OVERLAND PARK, Kansas — Each fall, as temperatures drop, people in this suburb can count on head-turning displays of richly hued maple leaves.
But maples make up about one-third of the city’s street trees, and Overland Park has learned the hard way that too much of a good thing can mean fragility.
So last year, the city put the kibosh on planting more maples.
The emerald ash borer — a tiny, shiny green hitchhiker from Asia with a voracious appetite for a different beloved street tree — taught this city and others across Kansas and Missouri a painful lesson.

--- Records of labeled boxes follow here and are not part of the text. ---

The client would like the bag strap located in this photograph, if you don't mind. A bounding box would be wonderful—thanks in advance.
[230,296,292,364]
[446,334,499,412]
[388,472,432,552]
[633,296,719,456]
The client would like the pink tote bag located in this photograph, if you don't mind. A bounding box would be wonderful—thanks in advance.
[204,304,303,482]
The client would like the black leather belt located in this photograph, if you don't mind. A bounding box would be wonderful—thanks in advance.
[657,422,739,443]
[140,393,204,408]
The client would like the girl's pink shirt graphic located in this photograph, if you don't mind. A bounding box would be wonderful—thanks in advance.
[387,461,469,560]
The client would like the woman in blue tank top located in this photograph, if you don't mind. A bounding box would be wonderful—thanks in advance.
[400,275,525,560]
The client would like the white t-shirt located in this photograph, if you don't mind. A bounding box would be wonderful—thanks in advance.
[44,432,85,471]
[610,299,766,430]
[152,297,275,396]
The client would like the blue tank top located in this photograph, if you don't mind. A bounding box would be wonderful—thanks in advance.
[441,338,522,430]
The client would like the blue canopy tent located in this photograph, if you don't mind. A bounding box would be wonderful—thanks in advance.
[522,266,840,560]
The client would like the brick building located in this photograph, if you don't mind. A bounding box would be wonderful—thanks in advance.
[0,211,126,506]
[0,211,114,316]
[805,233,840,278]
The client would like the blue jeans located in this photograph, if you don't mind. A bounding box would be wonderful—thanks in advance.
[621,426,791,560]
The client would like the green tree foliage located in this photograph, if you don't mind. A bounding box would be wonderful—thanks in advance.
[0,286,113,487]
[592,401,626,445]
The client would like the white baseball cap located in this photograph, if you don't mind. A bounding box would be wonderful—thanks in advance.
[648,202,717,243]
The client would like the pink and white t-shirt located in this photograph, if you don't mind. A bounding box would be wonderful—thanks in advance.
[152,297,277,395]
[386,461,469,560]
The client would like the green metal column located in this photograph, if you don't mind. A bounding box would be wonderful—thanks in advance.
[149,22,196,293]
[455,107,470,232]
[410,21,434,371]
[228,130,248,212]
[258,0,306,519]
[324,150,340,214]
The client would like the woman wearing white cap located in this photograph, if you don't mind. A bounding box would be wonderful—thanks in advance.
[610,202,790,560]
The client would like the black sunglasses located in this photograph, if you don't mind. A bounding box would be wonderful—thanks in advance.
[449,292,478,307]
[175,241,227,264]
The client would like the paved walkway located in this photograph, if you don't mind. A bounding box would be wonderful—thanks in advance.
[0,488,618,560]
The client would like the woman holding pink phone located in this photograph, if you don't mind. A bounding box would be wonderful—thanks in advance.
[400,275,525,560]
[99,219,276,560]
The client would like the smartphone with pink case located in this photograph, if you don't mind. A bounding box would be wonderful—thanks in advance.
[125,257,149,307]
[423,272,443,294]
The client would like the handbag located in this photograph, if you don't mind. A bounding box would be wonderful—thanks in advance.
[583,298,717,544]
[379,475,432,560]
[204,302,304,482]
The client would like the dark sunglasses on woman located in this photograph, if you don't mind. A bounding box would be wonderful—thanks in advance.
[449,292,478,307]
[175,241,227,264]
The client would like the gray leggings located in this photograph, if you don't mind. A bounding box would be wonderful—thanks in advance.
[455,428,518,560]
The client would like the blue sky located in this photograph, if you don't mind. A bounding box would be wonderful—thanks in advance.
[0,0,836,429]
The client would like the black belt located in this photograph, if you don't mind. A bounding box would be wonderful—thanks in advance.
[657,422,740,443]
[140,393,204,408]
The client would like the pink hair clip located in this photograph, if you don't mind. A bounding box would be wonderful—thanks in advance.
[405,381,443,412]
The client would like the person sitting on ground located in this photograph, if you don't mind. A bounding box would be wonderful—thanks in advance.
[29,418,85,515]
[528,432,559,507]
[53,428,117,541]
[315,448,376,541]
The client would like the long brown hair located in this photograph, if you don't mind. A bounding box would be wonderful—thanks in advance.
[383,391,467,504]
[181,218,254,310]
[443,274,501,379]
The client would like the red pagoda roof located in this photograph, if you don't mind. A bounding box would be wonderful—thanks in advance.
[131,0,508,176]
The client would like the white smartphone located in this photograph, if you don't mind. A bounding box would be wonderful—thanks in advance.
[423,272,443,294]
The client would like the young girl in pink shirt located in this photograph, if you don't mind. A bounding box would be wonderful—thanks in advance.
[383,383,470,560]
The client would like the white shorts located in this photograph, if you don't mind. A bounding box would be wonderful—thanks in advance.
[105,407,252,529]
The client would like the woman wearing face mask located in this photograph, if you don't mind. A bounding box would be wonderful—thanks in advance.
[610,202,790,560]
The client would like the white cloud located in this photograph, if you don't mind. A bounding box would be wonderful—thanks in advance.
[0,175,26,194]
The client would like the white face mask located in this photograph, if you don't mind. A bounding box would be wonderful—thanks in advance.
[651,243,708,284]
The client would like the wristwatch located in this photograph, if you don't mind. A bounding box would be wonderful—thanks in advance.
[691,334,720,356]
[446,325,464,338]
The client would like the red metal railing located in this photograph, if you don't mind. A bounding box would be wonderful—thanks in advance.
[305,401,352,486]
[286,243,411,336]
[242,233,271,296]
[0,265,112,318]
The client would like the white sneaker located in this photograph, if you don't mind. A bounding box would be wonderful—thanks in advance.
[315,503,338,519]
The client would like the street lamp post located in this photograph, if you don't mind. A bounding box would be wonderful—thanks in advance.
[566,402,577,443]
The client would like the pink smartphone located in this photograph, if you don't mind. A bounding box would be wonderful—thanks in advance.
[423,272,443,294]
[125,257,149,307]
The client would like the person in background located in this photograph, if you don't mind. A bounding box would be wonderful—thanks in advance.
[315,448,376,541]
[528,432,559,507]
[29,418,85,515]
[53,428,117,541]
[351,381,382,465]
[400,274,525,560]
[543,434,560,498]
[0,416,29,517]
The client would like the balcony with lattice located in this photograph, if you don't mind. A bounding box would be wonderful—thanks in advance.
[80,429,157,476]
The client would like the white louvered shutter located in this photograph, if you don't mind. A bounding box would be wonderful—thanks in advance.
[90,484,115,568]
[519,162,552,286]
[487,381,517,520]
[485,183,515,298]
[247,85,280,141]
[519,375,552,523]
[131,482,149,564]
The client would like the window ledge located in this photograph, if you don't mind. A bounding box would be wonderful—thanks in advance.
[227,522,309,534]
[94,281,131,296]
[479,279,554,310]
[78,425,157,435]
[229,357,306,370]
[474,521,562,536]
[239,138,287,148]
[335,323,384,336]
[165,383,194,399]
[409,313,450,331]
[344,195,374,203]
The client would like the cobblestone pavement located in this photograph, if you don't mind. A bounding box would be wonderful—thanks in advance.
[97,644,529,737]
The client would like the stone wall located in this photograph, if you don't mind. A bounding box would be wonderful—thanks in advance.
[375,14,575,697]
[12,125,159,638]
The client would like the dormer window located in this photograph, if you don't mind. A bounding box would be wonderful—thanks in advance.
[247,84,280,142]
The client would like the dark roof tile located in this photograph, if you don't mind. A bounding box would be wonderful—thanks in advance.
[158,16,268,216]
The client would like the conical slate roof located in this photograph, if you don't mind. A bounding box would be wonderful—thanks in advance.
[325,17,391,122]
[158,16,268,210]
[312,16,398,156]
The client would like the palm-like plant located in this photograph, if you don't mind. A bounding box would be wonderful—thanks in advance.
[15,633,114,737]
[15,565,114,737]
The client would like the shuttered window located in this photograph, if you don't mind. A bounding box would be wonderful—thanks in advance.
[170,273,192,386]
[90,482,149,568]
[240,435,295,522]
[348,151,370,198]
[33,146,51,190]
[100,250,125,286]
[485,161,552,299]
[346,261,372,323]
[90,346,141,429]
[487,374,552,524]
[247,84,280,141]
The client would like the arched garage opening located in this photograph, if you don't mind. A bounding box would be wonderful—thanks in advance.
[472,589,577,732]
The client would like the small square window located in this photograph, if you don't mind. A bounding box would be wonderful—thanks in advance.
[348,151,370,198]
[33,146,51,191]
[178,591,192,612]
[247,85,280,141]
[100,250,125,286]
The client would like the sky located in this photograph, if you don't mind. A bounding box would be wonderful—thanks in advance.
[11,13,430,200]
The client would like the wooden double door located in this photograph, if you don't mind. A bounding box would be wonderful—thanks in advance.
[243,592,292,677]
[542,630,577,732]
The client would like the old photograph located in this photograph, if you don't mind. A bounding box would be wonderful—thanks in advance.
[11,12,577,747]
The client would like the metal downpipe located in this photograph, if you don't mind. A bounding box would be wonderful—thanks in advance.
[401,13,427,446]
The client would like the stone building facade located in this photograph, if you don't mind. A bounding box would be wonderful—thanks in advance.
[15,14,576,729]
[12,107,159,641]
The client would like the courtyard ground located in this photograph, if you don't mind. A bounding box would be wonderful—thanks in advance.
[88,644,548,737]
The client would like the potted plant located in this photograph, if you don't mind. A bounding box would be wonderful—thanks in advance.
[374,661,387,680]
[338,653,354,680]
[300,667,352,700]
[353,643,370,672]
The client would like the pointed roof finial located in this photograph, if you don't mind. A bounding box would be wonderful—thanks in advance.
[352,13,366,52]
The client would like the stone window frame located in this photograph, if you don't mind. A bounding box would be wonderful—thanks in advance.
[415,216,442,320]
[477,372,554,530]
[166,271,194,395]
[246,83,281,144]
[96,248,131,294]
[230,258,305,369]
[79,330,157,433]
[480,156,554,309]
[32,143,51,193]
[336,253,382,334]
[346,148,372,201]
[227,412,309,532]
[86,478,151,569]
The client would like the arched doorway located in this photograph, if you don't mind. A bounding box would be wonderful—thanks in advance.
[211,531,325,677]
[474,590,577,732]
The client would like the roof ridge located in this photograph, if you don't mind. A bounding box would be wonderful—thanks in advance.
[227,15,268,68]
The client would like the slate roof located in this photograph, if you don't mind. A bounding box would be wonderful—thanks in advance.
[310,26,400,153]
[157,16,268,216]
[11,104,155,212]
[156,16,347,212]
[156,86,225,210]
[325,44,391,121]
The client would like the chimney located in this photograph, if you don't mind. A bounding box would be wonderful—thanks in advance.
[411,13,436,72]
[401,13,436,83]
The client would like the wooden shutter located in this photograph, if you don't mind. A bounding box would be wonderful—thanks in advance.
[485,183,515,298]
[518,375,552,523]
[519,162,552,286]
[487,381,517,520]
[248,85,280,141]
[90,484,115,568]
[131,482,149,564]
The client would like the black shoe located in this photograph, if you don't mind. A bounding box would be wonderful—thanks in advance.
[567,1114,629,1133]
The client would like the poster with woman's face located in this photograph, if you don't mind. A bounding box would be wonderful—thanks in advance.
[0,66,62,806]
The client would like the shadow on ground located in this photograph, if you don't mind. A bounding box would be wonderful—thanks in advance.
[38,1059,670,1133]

Now some communities are hedging their arboreal bets and protecting local home values and tax bases by embracing variety.
Streets with mature trees command higher home prices, temper the dog days of summer, and draw more people outdoors for fresh air, walks and chats with neighbors.
“It is likely the emerald ash borer will kill all of Overland Park’s ash trees,” city spokeswoman Meg Ralph said in an email. “The more variety we have in our tree canopy, the more resilient it will be when the next invasive species or tree disease comes to our community.”
Ash made up about a fourth of the city’s street tree canopy when the insect arrived a decade ago.
In a thoroughly globalized world, the city has no guarantee that a bug with a taste for maple syrup won’t turn up next.
So last fall, its forester dropped maples from the list of trees that people can plant along residential and commercial streets in the public right-of-ways — such as that strip of turf between street and sidewalk.
For now, Overland Park won’t add more maples to any city property. It will steer developers away from those trees, too. Builders need city forester approval for their landscape plans.
“We are working with developers to ensure maples are not planted in new private development,” Ralph said.
The price of replacing 1,700 ash trees
The Winterset area of Lee’s Summit, Missouri, illustrates the stakes.
Ash trees are celebrated for their purple, red and yellow fall foliage. So streets lined with hundreds of the tall, graceful trees seemed a dream when the developers of Winterset broke ground in 1990 — before emerald ash borers turned up in Michigan.
“That ended up being a major mistake,” developer David Gale recalled, “because we did a monoculture.”
More than a decade later, Gale heard about the invasive beetles eating their way across U.S. cities and forests, decimating trees. Neighborhood leaders tracked the situation.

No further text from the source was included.